One of Monday’s carrier contestants, Jo Shoemaker of New Bern, N.C., has been flying model planes since 1977, when her husband, Everett Shoemaker, introduced her to them.

In the carrier event, flyers had to vary their speed — seven laps as quickly as possible, followed by seven as slowly as possible — then hook their plane on a simulated aircraft carrier on the ground.

Jo, a retired teacher, loves the concentration, she said. She pointed to her T-shirt, which said “Become one with your airplane.”

She didn’t think she could handle stunts, but she found relative simplicity in the carrier event — “high fly, low fly, land.”

“Getting to where you can hang an airplane and get it to stick, it’s the neatest feeling,” Jo said.

She got to experience it again Monday, successfully landing her plane.

“I’ve seen guys just kind of bring it in and set it down, but most of the time I come in with a bang,” she said.

Angstrom Ebrenz, 15, of Smithfield, is in his seventh year at the Fly-In. Back when he was living just down the round in Carmichaels, he saw the signs announcing the fly-in and decided to check it out.
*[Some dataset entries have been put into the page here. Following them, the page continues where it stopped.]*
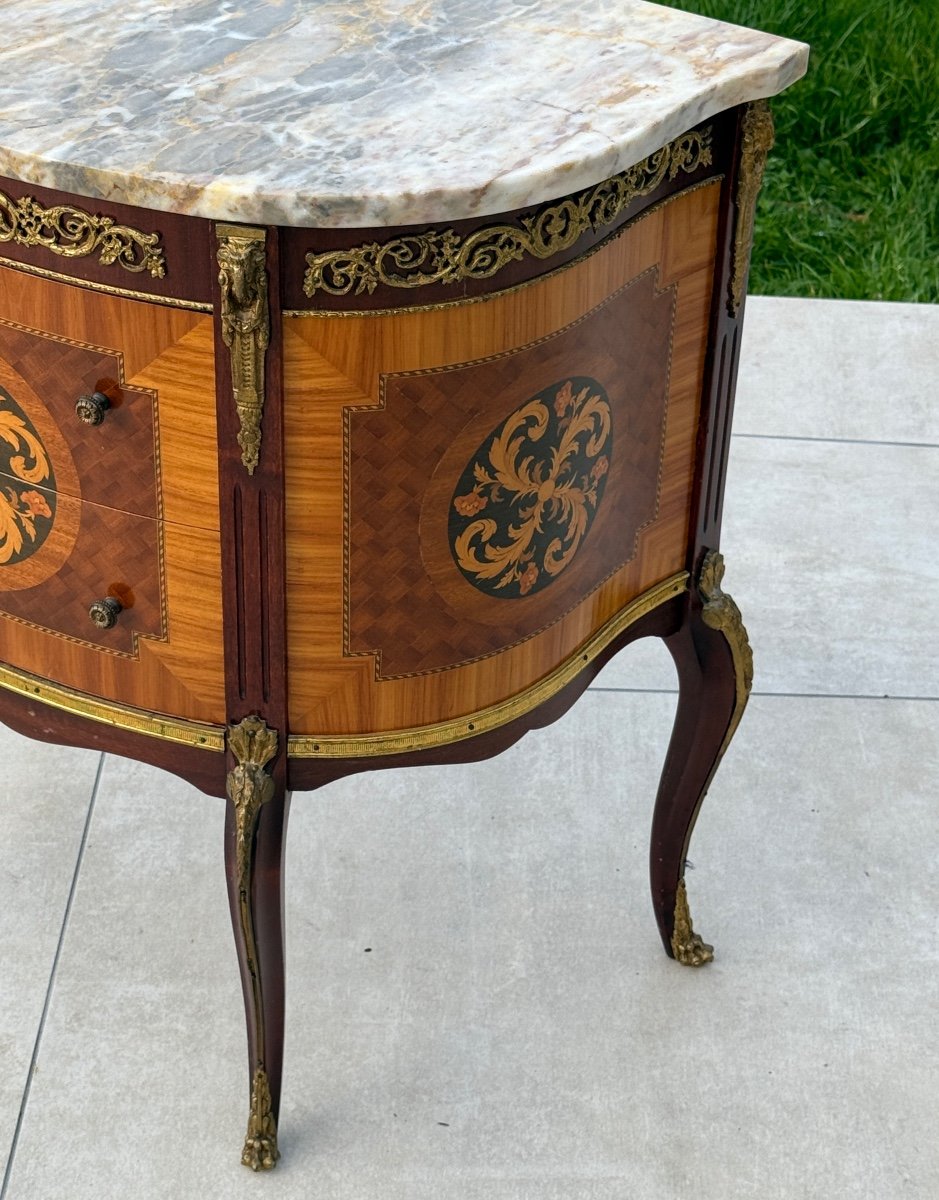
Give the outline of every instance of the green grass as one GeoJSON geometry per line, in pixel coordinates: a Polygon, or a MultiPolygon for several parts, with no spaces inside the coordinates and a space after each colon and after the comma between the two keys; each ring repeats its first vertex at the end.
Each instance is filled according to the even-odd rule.
{"type": "Polygon", "coordinates": [[[939,304],[939,0],[665,0],[794,37],[750,290],[939,304]]]}

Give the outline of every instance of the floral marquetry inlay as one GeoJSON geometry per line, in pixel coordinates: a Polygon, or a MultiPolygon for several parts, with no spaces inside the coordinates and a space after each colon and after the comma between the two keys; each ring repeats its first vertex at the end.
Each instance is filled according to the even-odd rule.
{"type": "Polygon", "coordinates": [[[586,376],[551,384],[479,446],[453,494],[450,550],[473,587],[518,599],[569,565],[603,499],[612,422],[586,376]]]}
{"type": "Polygon", "coordinates": [[[35,554],[55,520],[55,475],[26,414],[0,388],[0,566],[35,554]]]}

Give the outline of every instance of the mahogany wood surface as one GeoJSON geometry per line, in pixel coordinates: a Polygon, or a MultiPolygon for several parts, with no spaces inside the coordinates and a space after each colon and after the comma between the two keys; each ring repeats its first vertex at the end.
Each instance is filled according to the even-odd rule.
{"type": "Polygon", "coordinates": [[[678,671],[678,709],[662,770],[650,845],[652,907],[672,955],[678,881],[707,784],[719,761],[736,702],[734,655],[724,635],[701,619],[696,592],[678,630],[665,638],[678,671]]]}

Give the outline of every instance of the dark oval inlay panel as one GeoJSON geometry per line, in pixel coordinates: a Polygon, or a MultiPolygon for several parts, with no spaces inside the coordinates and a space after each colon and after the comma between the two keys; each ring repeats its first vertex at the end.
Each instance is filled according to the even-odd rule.
{"type": "Polygon", "coordinates": [[[35,554],[55,521],[55,473],[32,422],[0,388],[0,566],[35,554]]]}
{"type": "Polygon", "coordinates": [[[463,577],[506,600],[548,587],[570,564],[603,500],[612,430],[590,376],[544,388],[490,433],[450,502],[450,551],[463,577]]]}

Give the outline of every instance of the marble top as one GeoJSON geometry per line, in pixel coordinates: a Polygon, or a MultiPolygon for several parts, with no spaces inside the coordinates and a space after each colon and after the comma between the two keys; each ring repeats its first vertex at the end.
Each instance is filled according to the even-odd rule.
{"type": "Polygon", "coordinates": [[[4,28],[0,175],[297,226],[563,196],[808,56],[642,0],[5,0],[4,28]]]}

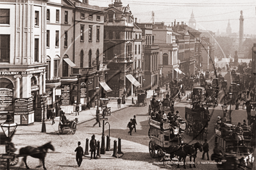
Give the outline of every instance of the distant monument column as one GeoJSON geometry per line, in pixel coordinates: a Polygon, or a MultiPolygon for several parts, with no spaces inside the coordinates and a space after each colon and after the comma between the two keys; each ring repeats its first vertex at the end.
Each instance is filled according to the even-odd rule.
{"type": "Polygon", "coordinates": [[[240,27],[239,27],[239,50],[242,49],[243,41],[244,39],[244,16],[243,16],[243,11],[241,11],[240,15],[240,27]]]}

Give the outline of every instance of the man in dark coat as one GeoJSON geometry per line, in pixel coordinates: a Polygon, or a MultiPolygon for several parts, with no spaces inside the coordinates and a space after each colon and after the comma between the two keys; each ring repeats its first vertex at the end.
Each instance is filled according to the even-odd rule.
{"type": "Polygon", "coordinates": [[[207,156],[207,160],[209,160],[209,144],[207,143],[207,139],[205,139],[205,143],[203,144],[203,156],[201,159],[204,159],[205,158],[205,154],[206,153],[206,155],[207,156]]]}
{"type": "Polygon", "coordinates": [[[136,125],[137,125],[135,115],[133,116],[133,119],[132,120],[132,125],[133,125],[134,132],[136,132],[136,125]]]}
{"type": "Polygon", "coordinates": [[[92,158],[92,154],[93,154],[93,158],[96,158],[95,155],[96,154],[96,150],[97,150],[97,141],[95,139],[95,135],[92,135],[92,139],[90,141],[90,159],[92,158]]]}
{"type": "Polygon", "coordinates": [[[98,123],[99,123],[99,127],[101,127],[101,121],[99,121],[99,111],[98,112],[96,111],[96,123],[93,125],[94,127],[98,123]]]}
{"type": "Polygon", "coordinates": [[[79,105],[78,105],[78,104],[76,104],[76,116],[77,115],[76,113],[79,116],[79,105]]]}
{"type": "Polygon", "coordinates": [[[121,98],[118,97],[117,99],[117,108],[121,108],[121,98]]]}
{"type": "Polygon", "coordinates": [[[128,134],[130,133],[130,135],[132,135],[132,130],[133,129],[133,125],[132,125],[132,119],[130,120],[130,121],[129,121],[128,124],[127,125],[127,127],[128,127],[130,129],[128,134]]]}
{"type": "Polygon", "coordinates": [[[78,167],[81,166],[81,162],[83,161],[83,148],[81,148],[80,145],[81,143],[78,142],[78,147],[77,147],[76,149],[74,150],[74,151],[76,151],[76,159],[78,167]]]}
{"type": "Polygon", "coordinates": [[[247,119],[250,120],[251,119],[251,111],[252,111],[252,105],[248,104],[246,105],[246,112],[247,112],[247,119]]]}

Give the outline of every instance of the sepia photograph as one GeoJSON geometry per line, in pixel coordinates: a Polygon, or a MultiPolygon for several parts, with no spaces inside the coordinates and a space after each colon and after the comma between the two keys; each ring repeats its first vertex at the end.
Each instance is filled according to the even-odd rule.
{"type": "Polygon", "coordinates": [[[255,1],[0,6],[0,169],[256,169],[255,1]]]}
“It’s just a lot of fun being here, and you can go outside and do this and learn from it,” he said.

He flew Monday in the advanced class of the profile stunt category, where flyers perform a series of maneuvers such as loops and figure-eights in a particular order.
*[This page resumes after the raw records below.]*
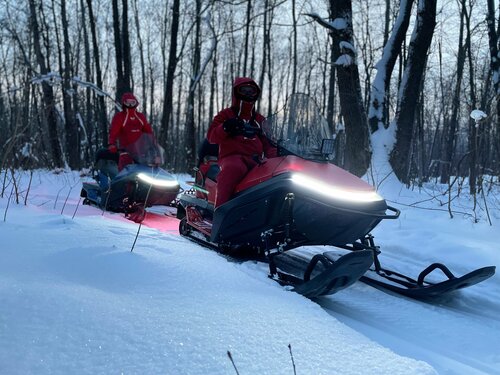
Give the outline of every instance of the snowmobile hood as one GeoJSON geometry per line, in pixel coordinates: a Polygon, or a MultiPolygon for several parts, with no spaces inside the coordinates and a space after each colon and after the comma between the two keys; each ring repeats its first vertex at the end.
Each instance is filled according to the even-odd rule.
{"type": "Polygon", "coordinates": [[[253,168],[236,187],[236,192],[284,173],[289,173],[294,183],[319,193],[354,202],[383,200],[373,186],[336,165],[312,162],[293,155],[268,159],[253,168]]]}
{"type": "Polygon", "coordinates": [[[236,95],[236,90],[238,86],[242,85],[251,85],[255,86],[258,90],[258,96],[260,96],[261,89],[259,85],[252,79],[248,77],[236,77],[233,82],[233,90],[232,90],[232,101],[231,107],[236,111],[239,117],[248,119],[251,117],[251,113],[254,109],[255,101],[243,101],[239,99],[236,95]]]}

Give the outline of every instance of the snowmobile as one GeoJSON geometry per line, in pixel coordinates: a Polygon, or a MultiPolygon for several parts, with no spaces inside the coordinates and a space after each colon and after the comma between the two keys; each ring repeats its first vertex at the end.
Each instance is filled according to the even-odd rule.
{"type": "MultiPolygon", "coordinates": [[[[306,95],[295,95],[263,130],[278,157],[263,160],[240,182],[228,202],[214,209],[219,167],[215,155],[195,169],[193,188],[179,197],[179,231],[231,257],[254,255],[269,263],[269,276],[309,298],[336,293],[357,280],[408,297],[427,299],[481,282],[485,267],[455,277],[444,265],[426,268],[417,280],[384,269],[371,230],[397,219],[362,179],[331,162],[335,140],[306,95]],[[317,246],[328,250],[317,252],[317,246]],[[309,251],[314,249],[313,251],[309,251]],[[340,250],[340,251],[337,251],[340,250]],[[426,277],[441,270],[447,280],[426,277]]],[[[249,132],[249,129],[246,129],[249,132]]]]}
{"type": "Polygon", "coordinates": [[[95,182],[83,182],[83,204],[122,212],[128,219],[142,222],[147,207],[176,204],[179,182],[160,168],[162,164],[163,152],[152,134],[142,134],[119,153],[100,149],[93,173],[95,182]],[[118,171],[120,157],[131,158],[133,163],[118,171]]]}

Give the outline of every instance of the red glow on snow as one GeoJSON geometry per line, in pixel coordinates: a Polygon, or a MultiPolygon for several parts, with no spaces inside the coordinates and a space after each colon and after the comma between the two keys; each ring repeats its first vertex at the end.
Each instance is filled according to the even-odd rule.
{"type": "Polygon", "coordinates": [[[163,233],[179,235],[179,220],[175,217],[147,212],[142,224],[163,233]]]}

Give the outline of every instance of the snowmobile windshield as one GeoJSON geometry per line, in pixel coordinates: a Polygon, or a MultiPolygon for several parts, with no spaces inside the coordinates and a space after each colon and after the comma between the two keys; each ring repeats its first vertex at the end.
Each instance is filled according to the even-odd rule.
{"type": "Polygon", "coordinates": [[[305,94],[292,95],[283,110],[266,120],[263,131],[280,155],[328,161],[333,153],[328,123],[314,100],[305,94]]]}
{"type": "Polygon", "coordinates": [[[134,162],[142,165],[158,166],[164,162],[164,151],[157,143],[153,134],[142,133],[134,143],[125,147],[134,162]]]}

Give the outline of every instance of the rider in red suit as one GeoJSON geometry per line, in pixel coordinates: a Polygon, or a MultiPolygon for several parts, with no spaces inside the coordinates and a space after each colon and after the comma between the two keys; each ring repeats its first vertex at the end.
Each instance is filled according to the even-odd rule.
{"type": "MultiPolygon", "coordinates": [[[[153,128],[148,123],[146,116],[137,111],[137,101],[134,94],[126,92],[122,96],[122,111],[118,112],[111,120],[109,130],[108,150],[112,153],[118,151],[117,141],[121,149],[134,143],[142,133],[153,134],[153,128]]],[[[128,154],[121,154],[118,169],[122,170],[127,164],[133,162],[128,154]]]]}
{"type": "Polygon", "coordinates": [[[264,157],[276,156],[276,148],[262,134],[265,118],[255,111],[260,92],[253,79],[236,78],[231,107],[220,111],[208,129],[209,142],[219,145],[215,207],[231,198],[236,185],[264,157]]]}

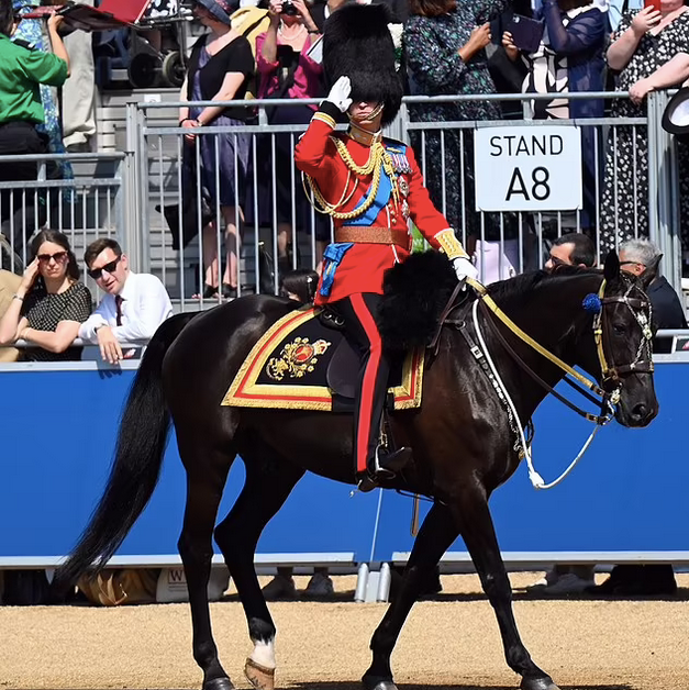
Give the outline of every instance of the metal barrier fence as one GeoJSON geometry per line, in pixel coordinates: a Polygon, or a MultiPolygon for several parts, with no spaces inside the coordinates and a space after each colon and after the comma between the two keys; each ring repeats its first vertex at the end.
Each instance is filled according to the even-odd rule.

The hourglass is among the trickiest, Ebrenz said, along with the clover — four connected loops, performed as the finale.

He and his father, Brendan Ebrenz, who also flew, would practice about a third of the summer, walking out to the field next to the Brodaks’ house where the fly-in is held.

Angstrom’s signed up for 10 events during the course of the week.

Carrier might be harder overall, but stunt piloting has a steeper learning curve, he said. To help him learn how to fly inverted, Brendan attached a set of wheels on the top of the plane and had Angstrom take off upside-down.

Brendan has enjoyed becoming part of the control-line world, where people his son’s age and experienced flyers in their eighties can bond over the same hobby.

“You have some of the warmest guys,” he said. “You have tears shed between people. It’s been pretty inspiring for me to be a part of that.”